In parts of the region, possession claims have risen to their highest levels in over a decade – with the number rocketing by more than 70% in some areas in just a year.
MPs say they are are “deeply concerned” by the trend, and that for too long, in the face of a rising cost of living, “Generation Rent” has been forgotten.
“Many households in the North are really struggling with the cost of living – and one of the most significant issues facing so many families across the region is housing costs, whether they rent or own their home,” said Newcastle North MP Catherine McKinnell, Labour’s shadow economic secretary to the treasury.
“The steep increase in the number of tenants losing their homes across the North East is deeply concerning, but unsurprising in the face of rising household bills combined with falling real terms wages, and the prevalence of low-paid, insecure work for those who are in employment.
“Of course, many thousands across the region have been hit by the unfair bedroom tax, leaving many in rent arrears for the first time.
“For too long, those who rent their homes have been forgotten about – and this number is increasing.”
Nationally, the number of claims by private landlords were up 4.1% year on year in 2013/14, while social landlord claims rose 17.8%.

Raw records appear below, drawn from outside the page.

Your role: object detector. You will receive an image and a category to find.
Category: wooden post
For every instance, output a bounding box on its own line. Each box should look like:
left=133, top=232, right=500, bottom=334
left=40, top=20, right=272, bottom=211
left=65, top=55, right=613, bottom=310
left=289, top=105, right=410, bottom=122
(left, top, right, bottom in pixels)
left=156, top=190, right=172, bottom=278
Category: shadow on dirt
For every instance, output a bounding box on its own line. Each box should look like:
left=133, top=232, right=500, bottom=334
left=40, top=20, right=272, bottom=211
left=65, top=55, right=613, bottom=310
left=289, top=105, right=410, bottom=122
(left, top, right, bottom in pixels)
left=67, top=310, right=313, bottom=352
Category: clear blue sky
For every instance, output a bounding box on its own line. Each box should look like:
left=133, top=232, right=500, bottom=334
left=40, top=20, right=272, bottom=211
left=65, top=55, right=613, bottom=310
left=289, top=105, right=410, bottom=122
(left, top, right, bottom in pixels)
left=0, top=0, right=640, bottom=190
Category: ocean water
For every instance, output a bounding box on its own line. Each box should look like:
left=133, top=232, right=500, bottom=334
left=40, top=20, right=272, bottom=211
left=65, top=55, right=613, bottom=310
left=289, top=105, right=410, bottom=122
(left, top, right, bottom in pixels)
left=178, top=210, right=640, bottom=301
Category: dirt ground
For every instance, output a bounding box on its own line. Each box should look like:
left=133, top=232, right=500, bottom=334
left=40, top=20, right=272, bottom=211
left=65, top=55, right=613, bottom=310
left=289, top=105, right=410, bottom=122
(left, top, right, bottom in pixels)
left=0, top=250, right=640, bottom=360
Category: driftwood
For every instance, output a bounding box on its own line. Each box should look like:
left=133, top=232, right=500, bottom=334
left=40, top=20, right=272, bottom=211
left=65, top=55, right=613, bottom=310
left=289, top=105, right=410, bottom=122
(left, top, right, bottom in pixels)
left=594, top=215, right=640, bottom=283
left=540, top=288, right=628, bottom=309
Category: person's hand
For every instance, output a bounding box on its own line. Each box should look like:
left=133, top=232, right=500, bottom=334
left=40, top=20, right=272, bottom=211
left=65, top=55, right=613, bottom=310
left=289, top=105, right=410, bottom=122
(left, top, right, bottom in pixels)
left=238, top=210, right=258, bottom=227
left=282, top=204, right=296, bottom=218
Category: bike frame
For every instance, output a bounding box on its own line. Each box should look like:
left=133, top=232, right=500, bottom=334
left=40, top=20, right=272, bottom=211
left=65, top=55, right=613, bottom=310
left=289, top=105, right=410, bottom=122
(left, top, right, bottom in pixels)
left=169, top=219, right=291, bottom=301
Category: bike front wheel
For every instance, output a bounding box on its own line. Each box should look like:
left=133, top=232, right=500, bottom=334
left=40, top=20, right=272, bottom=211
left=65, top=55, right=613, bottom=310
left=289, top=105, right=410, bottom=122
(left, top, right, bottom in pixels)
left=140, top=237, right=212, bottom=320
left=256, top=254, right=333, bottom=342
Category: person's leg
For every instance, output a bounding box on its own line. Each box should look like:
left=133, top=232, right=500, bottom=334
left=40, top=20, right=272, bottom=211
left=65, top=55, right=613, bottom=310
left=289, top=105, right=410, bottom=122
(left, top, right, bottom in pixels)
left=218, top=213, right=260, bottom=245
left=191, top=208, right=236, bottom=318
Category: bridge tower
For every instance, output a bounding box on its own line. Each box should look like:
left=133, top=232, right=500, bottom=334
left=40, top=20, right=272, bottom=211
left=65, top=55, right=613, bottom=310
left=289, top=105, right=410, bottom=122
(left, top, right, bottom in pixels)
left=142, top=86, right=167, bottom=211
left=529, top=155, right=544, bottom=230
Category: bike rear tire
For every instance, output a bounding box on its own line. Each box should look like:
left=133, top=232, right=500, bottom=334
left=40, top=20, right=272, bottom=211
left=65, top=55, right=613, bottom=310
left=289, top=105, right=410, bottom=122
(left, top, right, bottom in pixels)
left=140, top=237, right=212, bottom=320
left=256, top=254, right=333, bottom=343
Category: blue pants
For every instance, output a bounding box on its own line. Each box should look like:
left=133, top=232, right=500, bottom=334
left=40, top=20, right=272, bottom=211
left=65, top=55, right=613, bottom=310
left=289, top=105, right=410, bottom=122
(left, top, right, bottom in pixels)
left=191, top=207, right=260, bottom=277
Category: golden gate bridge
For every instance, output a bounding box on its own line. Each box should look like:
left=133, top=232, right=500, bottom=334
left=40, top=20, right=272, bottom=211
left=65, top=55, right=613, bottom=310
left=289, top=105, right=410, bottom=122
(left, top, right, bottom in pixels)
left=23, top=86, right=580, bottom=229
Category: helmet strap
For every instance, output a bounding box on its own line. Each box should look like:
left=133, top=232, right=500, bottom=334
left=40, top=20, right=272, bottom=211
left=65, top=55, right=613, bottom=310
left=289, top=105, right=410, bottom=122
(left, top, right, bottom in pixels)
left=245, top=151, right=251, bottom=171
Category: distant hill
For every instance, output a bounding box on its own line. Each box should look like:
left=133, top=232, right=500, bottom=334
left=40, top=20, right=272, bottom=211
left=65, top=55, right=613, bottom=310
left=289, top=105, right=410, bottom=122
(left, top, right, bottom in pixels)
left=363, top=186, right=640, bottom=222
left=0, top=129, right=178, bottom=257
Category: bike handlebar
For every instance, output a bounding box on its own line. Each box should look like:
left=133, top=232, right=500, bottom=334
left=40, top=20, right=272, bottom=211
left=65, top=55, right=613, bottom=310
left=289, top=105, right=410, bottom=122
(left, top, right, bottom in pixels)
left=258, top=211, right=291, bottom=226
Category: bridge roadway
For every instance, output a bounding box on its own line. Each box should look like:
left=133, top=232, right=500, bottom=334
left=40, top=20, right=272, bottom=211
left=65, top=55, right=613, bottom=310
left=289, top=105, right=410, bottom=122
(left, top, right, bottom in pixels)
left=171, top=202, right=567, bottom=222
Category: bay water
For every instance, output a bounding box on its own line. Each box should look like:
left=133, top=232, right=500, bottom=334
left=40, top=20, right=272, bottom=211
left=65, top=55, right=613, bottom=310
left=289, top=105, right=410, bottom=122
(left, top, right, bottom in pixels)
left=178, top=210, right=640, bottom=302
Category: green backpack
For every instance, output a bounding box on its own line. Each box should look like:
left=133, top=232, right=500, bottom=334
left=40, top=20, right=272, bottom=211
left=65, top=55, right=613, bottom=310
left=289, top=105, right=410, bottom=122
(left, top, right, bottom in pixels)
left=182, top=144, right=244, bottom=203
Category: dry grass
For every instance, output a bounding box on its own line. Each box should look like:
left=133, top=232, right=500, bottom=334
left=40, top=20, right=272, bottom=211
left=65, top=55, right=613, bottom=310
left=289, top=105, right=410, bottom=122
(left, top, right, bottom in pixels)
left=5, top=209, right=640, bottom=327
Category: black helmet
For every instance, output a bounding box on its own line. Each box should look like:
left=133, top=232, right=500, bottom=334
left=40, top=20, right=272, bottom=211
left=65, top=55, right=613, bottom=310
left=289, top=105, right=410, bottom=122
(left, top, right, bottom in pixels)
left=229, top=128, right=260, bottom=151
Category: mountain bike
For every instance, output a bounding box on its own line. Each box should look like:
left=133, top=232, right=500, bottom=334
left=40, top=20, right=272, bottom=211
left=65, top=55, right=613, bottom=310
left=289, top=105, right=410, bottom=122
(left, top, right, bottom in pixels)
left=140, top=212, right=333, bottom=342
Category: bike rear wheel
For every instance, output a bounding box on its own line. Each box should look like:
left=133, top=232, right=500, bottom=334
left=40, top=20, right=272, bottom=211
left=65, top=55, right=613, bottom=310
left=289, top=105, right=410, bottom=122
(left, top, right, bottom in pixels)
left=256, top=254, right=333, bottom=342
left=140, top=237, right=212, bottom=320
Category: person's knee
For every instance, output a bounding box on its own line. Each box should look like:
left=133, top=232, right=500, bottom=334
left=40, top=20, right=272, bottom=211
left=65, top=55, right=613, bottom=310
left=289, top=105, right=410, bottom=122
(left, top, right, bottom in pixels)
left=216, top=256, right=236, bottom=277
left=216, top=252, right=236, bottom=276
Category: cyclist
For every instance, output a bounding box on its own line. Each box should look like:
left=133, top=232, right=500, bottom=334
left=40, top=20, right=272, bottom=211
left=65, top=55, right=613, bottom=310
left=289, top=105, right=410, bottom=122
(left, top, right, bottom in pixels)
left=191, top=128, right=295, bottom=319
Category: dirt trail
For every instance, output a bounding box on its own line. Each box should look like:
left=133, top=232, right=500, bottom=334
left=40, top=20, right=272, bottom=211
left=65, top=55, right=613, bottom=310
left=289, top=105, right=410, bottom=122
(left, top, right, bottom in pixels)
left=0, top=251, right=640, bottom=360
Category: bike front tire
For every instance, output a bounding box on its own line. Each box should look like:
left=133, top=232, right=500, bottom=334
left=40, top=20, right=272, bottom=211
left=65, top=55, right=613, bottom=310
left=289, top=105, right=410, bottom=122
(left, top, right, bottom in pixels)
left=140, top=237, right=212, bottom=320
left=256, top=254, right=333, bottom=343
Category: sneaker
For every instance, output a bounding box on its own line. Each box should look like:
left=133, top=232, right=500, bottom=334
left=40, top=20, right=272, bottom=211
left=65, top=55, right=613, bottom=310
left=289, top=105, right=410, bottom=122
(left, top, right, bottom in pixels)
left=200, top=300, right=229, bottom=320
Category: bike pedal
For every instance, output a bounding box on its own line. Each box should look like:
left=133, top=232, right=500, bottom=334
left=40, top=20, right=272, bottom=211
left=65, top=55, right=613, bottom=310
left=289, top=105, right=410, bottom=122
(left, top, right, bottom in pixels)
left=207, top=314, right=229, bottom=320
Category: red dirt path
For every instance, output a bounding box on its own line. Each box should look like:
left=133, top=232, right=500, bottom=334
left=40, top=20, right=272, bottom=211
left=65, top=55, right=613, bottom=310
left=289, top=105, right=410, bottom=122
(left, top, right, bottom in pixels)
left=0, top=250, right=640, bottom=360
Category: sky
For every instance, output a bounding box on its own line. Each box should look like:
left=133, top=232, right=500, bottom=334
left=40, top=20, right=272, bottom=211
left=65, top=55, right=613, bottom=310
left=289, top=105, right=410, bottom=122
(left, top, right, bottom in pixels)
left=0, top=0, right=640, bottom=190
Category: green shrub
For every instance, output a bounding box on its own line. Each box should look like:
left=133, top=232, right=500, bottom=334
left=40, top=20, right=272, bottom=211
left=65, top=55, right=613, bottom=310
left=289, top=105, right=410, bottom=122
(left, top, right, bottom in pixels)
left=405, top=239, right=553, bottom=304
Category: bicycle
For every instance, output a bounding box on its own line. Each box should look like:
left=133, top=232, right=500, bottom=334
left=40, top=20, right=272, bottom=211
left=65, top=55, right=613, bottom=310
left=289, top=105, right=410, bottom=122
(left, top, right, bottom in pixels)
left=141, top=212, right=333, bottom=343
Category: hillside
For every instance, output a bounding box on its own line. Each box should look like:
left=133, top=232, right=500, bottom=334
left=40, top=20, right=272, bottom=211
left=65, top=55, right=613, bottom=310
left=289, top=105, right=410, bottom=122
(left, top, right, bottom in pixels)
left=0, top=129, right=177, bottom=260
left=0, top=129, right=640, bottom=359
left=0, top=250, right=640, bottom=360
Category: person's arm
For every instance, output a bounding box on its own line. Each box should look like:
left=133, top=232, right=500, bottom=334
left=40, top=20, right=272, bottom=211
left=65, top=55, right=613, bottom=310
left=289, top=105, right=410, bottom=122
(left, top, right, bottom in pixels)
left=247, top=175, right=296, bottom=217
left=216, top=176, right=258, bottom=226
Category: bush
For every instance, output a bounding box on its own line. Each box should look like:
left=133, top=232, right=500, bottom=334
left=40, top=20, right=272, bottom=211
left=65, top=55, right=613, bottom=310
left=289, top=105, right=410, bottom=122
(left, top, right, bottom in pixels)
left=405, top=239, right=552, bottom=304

But in Middlesbrough private landlord claims jumped 71.1% – one of the biggest increases in England and Wales – and the number of both private (65) and social (573) landlord claims reached their highest levels since 2002/03.
The number of social landlord claims in Stockton-on-Tees also rose sharply, up 43.9%, from 253 in 2012/13 to 364 in 2013/14, while Northumberland also recorded its highest number of claims in more than a decade at 691.
“These figures have been released just over a year since the bedroom tax was implemented,” Kevin Williamson, head of policy at the National Housing Federation, said. “We have long warned of the stresses that the bedroom tax is placing people under, and housing associations are working hard to help their tenants.”
A spokesman for Northumberland County Council urged anyone affected by such proceedings to get in touch with their local authority, who may be able to offer support and advice.
“Possession proceedings will only be taken by registered landlords as an action of last resort.
“We would urge anyone who finds themselves in a position where they may be in danger of losing their home to contact the council’s housing options team, who can offer advice and support,” he said.